Ferrara, 14 marzo 2013 - “Noi, troppo spesso rappresentati come una banda di pericolosi e scatenati teppisti”. E' l'incipit di un comunicato sfogo con il quale il Sap, il Sindacato autonomo di polizia, torna sulla vicenda Aldrovandi e sugli strascichi che si è portata dietro, anche al di fuori delle ben note vicende giudiziarie.

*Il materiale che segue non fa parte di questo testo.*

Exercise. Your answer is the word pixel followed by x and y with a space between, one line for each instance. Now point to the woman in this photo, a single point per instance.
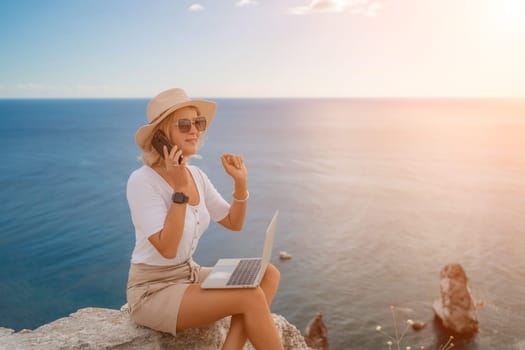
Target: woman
pixel 171 204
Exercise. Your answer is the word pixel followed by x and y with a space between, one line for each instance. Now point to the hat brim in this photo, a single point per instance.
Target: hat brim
pixel 206 109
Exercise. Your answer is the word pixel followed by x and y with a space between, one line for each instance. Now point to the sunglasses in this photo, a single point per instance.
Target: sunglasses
pixel 185 124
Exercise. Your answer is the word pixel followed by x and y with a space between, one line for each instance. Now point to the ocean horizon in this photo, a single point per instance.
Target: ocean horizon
pixel 375 196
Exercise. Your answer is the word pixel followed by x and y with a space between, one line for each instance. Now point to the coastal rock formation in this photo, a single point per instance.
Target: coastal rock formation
pixel 316 333
pixel 97 328
pixel 456 308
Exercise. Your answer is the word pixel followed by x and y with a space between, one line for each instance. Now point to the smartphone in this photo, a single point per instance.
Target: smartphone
pixel 159 140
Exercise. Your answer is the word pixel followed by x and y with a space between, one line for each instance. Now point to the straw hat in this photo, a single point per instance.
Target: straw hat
pixel 164 104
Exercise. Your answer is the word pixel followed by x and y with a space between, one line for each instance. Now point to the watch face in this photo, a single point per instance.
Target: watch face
pixel 179 197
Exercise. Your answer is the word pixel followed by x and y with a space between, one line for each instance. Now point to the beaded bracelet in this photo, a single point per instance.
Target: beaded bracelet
pixel 241 200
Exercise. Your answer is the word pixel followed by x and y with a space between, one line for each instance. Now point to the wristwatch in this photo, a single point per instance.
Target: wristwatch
pixel 180 198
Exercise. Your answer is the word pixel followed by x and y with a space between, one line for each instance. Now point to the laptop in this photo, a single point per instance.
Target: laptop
pixel 243 272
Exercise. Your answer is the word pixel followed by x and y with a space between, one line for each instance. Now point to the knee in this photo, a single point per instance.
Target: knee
pixel 252 297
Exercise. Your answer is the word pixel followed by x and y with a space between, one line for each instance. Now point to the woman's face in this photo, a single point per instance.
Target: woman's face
pixel 189 141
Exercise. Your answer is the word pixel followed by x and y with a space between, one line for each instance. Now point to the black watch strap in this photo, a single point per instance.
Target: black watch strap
pixel 180 198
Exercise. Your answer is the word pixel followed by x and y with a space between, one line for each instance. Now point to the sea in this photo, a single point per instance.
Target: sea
pixel 375 197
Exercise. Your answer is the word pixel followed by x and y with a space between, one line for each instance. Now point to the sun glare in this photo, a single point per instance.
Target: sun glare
pixel 513 8
pixel 507 16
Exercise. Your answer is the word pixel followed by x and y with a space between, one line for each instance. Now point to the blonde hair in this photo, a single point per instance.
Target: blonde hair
pixel 149 155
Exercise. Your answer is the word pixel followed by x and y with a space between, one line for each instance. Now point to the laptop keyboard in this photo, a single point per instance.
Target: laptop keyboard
pixel 245 272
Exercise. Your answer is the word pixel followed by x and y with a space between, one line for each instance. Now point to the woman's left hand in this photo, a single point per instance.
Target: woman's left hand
pixel 234 166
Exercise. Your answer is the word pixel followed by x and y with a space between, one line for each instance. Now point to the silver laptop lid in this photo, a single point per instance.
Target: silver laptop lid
pixel 268 242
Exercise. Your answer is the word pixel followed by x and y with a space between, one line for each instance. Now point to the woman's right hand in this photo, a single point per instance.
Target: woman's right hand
pixel 176 172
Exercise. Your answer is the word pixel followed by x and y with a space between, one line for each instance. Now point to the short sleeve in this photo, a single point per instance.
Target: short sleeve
pixel 148 210
pixel 215 203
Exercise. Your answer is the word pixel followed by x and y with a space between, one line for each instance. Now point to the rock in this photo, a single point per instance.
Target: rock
pixel 455 307
pixel 97 328
pixel 283 255
pixel 316 333
pixel 418 325
pixel 6 331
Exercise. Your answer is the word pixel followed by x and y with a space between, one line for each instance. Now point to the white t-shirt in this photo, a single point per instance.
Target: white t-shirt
pixel 149 199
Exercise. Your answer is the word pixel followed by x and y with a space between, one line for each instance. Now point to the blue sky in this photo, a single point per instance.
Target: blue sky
pixel 246 48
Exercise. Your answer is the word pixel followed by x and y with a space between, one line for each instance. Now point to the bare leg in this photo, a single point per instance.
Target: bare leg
pixel 237 334
pixel 201 307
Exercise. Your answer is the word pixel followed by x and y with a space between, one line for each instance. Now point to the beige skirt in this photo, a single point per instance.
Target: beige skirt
pixel 154 293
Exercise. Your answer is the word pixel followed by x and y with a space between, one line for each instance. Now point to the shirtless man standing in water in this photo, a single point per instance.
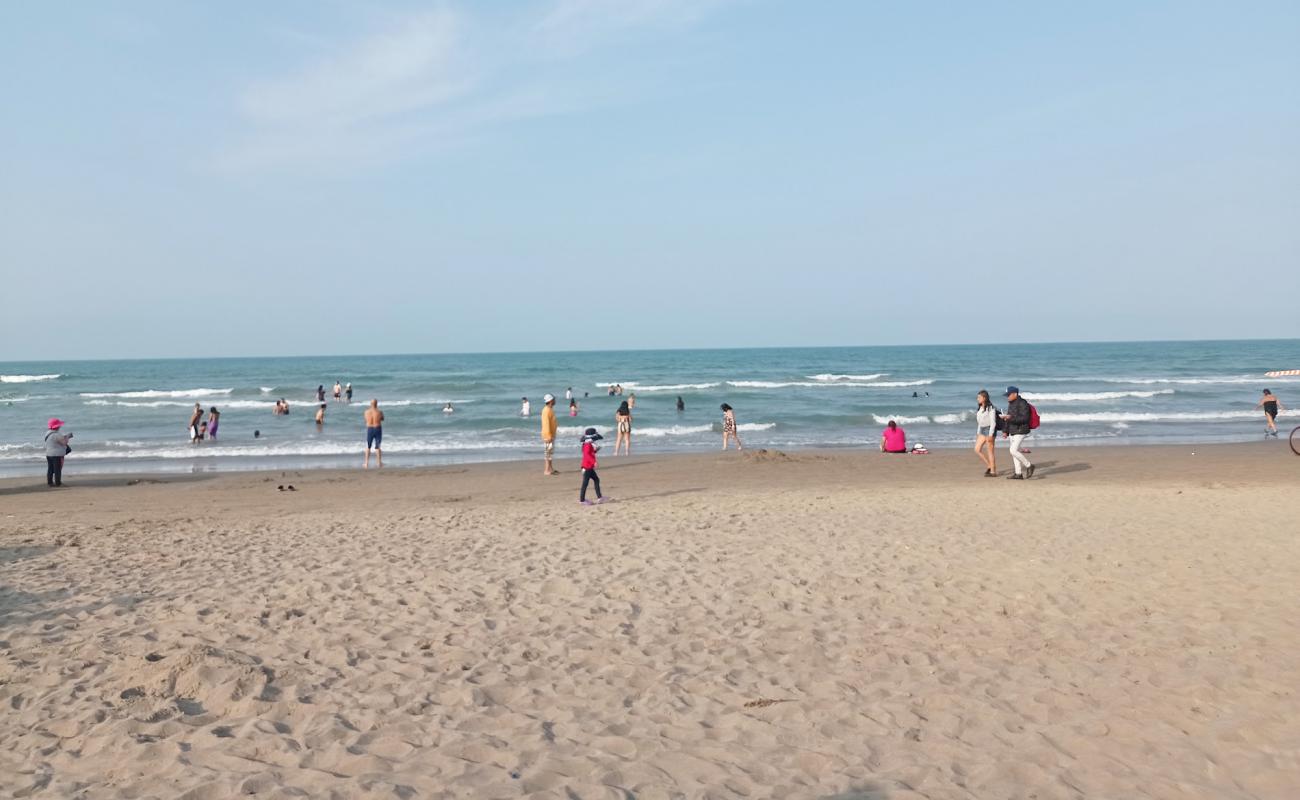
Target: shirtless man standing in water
pixel 373 433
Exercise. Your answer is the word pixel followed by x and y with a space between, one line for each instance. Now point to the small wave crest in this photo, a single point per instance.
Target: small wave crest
pixel 1069 397
pixel 161 393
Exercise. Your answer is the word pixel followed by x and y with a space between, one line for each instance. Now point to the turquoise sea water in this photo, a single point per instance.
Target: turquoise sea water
pixel 130 415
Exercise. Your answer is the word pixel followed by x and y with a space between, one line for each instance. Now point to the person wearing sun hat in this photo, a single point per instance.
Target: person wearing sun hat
pixel 549 427
pixel 56 448
pixel 589 450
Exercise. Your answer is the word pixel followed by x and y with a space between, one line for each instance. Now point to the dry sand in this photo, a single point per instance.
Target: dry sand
pixel 735 626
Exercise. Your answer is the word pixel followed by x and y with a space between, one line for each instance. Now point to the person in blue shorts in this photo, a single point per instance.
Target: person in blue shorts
pixel 373 435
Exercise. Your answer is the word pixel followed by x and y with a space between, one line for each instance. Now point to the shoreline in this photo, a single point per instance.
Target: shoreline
pixel 759 623
pixel 1082 463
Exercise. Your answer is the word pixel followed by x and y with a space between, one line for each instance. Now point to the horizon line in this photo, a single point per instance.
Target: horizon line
pixel 177 358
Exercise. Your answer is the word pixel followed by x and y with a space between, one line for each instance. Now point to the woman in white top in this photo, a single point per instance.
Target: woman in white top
pixel 986 433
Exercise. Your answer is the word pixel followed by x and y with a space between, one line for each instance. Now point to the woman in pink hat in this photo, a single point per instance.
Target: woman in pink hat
pixel 56 448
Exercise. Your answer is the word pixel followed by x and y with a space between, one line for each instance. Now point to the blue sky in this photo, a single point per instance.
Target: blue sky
pixel 326 177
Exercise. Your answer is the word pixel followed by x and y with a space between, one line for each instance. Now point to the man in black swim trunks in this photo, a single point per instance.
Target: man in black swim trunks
pixel 1272 406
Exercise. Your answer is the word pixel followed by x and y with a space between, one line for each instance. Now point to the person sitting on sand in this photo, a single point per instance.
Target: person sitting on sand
pixel 1272 406
pixel 893 439
pixel 373 435
pixel 729 429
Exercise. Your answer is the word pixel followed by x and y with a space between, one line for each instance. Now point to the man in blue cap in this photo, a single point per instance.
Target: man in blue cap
pixel 1017 419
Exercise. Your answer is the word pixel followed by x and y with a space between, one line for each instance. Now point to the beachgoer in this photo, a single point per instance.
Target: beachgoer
pixel 195 418
pixel 373 435
pixel 893 439
pixel 1270 405
pixel 549 427
pixel 56 449
pixel 729 431
pixel 1015 428
pixel 986 433
pixel 623 424
pixel 589 450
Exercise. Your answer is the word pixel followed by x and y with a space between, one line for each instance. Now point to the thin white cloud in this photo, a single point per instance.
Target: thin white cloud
pixel 433 80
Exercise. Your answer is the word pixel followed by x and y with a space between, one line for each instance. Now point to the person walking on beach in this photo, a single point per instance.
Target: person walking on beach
pixel 56 449
pixel 1272 406
pixel 195 418
pixel 1017 427
pixel 893 439
pixel 589 450
pixel 986 432
pixel 729 431
pixel 549 427
pixel 373 435
pixel 623 424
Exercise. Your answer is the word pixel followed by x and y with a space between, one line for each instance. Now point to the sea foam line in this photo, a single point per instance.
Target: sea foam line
pixel 161 393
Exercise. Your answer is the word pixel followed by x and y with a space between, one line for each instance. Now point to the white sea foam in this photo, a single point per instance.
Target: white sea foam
pixel 635 386
pixel 902 420
pixel 827 376
pixel 1069 397
pixel 827 384
pixel 161 393
pixel 1138 416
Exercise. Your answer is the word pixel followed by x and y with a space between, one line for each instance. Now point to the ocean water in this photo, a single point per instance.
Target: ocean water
pixel 130 415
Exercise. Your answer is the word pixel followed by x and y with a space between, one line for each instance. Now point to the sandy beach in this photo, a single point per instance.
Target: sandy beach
pixel 762 625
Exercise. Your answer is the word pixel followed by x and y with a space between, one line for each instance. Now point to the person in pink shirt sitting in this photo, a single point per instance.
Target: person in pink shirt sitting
pixel 893 439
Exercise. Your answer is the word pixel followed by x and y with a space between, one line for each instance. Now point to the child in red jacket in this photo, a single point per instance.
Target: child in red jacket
pixel 589 475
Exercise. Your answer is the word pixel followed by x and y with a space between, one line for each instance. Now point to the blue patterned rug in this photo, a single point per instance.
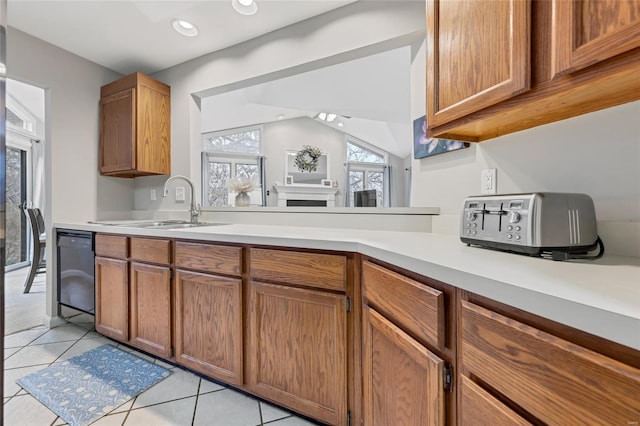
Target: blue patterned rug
pixel 86 387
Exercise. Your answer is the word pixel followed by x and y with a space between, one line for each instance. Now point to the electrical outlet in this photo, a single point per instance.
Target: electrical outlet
pixel 488 181
pixel 180 193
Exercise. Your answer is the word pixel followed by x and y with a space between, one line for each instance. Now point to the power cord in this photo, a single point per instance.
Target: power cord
pixel 563 255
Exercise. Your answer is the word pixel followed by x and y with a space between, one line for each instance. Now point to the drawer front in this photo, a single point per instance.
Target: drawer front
pixel 551 378
pixel 327 271
pixel 413 306
pixel 151 250
pixel 114 246
pixel 477 407
pixel 209 258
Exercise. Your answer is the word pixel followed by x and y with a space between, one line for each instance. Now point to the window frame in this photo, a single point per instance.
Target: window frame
pixel 214 155
pixel 366 167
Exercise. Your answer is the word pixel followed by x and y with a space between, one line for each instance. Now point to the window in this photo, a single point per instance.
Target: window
pixel 367 168
pixel 230 154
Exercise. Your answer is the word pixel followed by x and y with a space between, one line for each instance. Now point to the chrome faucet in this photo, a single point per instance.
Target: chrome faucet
pixel 194 209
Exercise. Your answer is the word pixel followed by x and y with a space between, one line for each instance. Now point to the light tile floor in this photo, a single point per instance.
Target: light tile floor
pixel 181 399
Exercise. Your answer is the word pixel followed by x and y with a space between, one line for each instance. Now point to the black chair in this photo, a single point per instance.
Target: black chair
pixel 39 238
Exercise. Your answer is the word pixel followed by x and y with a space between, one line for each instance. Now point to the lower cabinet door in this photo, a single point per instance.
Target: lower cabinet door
pixel 151 308
pixel 208 329
pixel 402 380
pixel 297 350
pixel 112 298
pixel 478 407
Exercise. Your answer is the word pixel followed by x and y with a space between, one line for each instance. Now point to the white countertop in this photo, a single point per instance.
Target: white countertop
pixel 601 297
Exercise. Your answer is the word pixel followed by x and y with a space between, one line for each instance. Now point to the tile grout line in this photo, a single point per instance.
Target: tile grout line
pixel 260 413
pixel 195 407
pixel 69 348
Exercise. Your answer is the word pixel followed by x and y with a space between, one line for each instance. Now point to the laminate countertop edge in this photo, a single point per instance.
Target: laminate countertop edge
pixel 600 297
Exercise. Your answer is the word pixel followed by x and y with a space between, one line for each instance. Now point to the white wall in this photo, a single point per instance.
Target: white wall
pixel 75 191
pixel 352 31
pixel 596 153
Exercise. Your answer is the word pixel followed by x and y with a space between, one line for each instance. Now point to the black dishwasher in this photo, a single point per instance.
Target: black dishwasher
pixel 76 269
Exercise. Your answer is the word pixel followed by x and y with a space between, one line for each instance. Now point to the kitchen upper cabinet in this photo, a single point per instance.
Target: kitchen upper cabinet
pixel 297 349
pixel 112 286
pixel 150 297
pixel 402 380
pixel 478 55
pixel 586 32
pixel 553 381
pixel 496 67
pixel 135 130
pixel 209 310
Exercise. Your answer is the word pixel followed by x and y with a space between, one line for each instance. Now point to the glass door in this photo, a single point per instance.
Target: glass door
pixel 16 227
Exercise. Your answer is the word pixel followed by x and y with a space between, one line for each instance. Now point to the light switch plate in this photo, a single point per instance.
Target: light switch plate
pixel 180 193
pixel 488 182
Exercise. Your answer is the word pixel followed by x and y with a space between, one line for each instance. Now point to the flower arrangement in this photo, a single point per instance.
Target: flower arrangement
pixel 241 185
pixel 307 158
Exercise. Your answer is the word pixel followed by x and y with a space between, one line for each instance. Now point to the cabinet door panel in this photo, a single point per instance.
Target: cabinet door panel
pixel 589 31
pixel 154 130
pixel 547 376
pixel 478 408
pixel 311 269
pixel 115 246
pixel 209 258
pixel 402 380
pixel 151 250
pixel 478 54
pixel 112 298
pixel 209 325
pixel 151 308
pixel 117 117
pixel 414 306
pixel 297 350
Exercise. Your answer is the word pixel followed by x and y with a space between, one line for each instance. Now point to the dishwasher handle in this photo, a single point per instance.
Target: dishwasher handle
pixel 82 241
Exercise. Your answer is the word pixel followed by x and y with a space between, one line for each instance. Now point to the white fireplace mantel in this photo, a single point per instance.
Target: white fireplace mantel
pixel 306 192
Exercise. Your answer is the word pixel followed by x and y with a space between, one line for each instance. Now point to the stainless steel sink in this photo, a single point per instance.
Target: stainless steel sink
pixel 165 224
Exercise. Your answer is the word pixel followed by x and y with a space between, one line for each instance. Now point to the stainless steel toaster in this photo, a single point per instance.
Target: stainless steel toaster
pixel 561 225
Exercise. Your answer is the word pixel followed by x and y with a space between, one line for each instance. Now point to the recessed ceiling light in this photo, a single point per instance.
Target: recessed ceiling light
pixel 185 28
pixel 245 7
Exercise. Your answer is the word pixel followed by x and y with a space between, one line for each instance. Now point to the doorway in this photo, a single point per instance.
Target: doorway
pixel 25 130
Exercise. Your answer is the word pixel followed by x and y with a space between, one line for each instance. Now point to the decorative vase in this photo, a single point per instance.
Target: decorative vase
pixel 242 199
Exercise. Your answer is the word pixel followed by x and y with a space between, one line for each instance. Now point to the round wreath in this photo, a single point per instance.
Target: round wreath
pixel 307 158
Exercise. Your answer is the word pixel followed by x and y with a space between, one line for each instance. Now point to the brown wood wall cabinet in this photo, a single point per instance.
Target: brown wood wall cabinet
pixel 135 127
pixel 409 350
pixel 500 66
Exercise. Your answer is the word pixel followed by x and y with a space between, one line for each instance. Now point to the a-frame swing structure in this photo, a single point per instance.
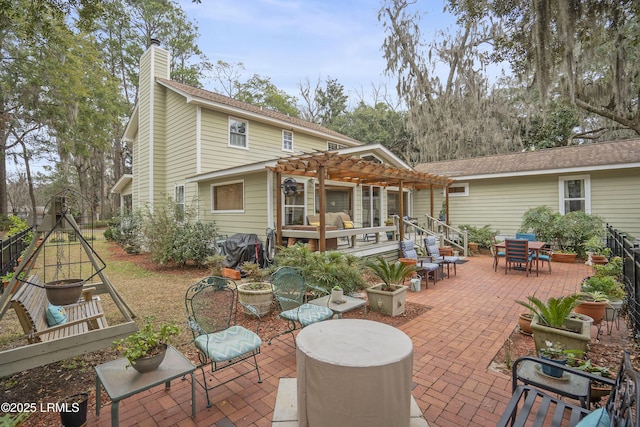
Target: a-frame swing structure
pixel 59 250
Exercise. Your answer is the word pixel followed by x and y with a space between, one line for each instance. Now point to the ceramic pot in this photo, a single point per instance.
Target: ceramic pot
pixel 64 291
pixel 149 363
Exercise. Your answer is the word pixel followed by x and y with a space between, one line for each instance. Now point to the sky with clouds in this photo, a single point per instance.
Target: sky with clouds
pixel 291 41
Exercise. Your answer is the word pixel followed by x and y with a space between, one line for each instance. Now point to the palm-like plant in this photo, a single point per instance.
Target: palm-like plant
pixel 390 273
pixel 554 311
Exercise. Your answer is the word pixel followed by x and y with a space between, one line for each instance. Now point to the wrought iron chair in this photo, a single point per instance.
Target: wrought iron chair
pixel 425 266
pixel 290 291
pixel 517 252
pixel 211 315
pixel 497 254
pixel 433 251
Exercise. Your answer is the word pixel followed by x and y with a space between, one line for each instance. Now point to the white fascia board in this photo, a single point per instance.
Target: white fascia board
pixel 227 173
pixel 378 150
pixel 579 169
pixel 190 99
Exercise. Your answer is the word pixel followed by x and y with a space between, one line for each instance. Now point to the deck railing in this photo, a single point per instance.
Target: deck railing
pixel 629 251
pixel 445 234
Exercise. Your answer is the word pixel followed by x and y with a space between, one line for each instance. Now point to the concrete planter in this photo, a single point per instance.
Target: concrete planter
pixel 391 303
pixel 575 336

“Noi del sindacato – continua la nota - rappresentiamo i poliziotti, intendendoli come lavoratori del comparto sicurezza e dunque accogliamo con malessere che donne ed uomini impegnati in uno strenuo lavoro al servizio della collettività, vengano apostrofati in tale modo, senza che in via ufficiale nessuno abbia mai palesato il proprio sdegno”. Fatta questa premessa, il sindacato di polizia si addentra più nel dettaglio nel caso di Federico Aldrovandi, il 18enne morto in via Ippodromo nel settembre del 2005, definito nella nota un “dramma vero e irreparabile”: “Dopo tante polemiche, dibattiti, processi, esternazioni pubbliche, cortei, concerti, si continua (chissà perché), a non voler considerare i fatti nella loro interezza. Rimangono sfuocati sullo sfondo gli eventi e le circostanze che si sono concatenati portando Federico a trovarsi da solo, in quelle condizioni, in via Ippodromo. Il quadro generale – prosegue il comunicato - mette crudamente a nudo la nostra incapacità di cogliere i segnali di un disagio, la facilità con la quale circolano gli stupefacenti, la scarsità o la mancanza di preparazione di chi soccorre e di chi deve intervenire in tali drammatici momenti, le dotazioni superate ed inadeguate, l’attitudine ad individuare un solo responsabile, così tutti gli altri possono chiamarsi candidamente 'fuori' da ogni responsabilità materiale o morale. Tra le tante cose sentite o lette, ci sono affermazioni che lasciano però scorgere un’affiorante volontà di mettere da parte le animosità e le contrapposizioni; pare trasparire la voglia di andare oltre ed analizzare non solo l’episodio, ma il contesto nel quale è scaturita la tragedia. Dette istanze – conclude il Sap - obbligano tutti a guardarsi dentro e provare a capire se stiamo tentando di fare qualcosa di concreto affinché non succeda di nuovo. Lo dobbiamo a Federico”.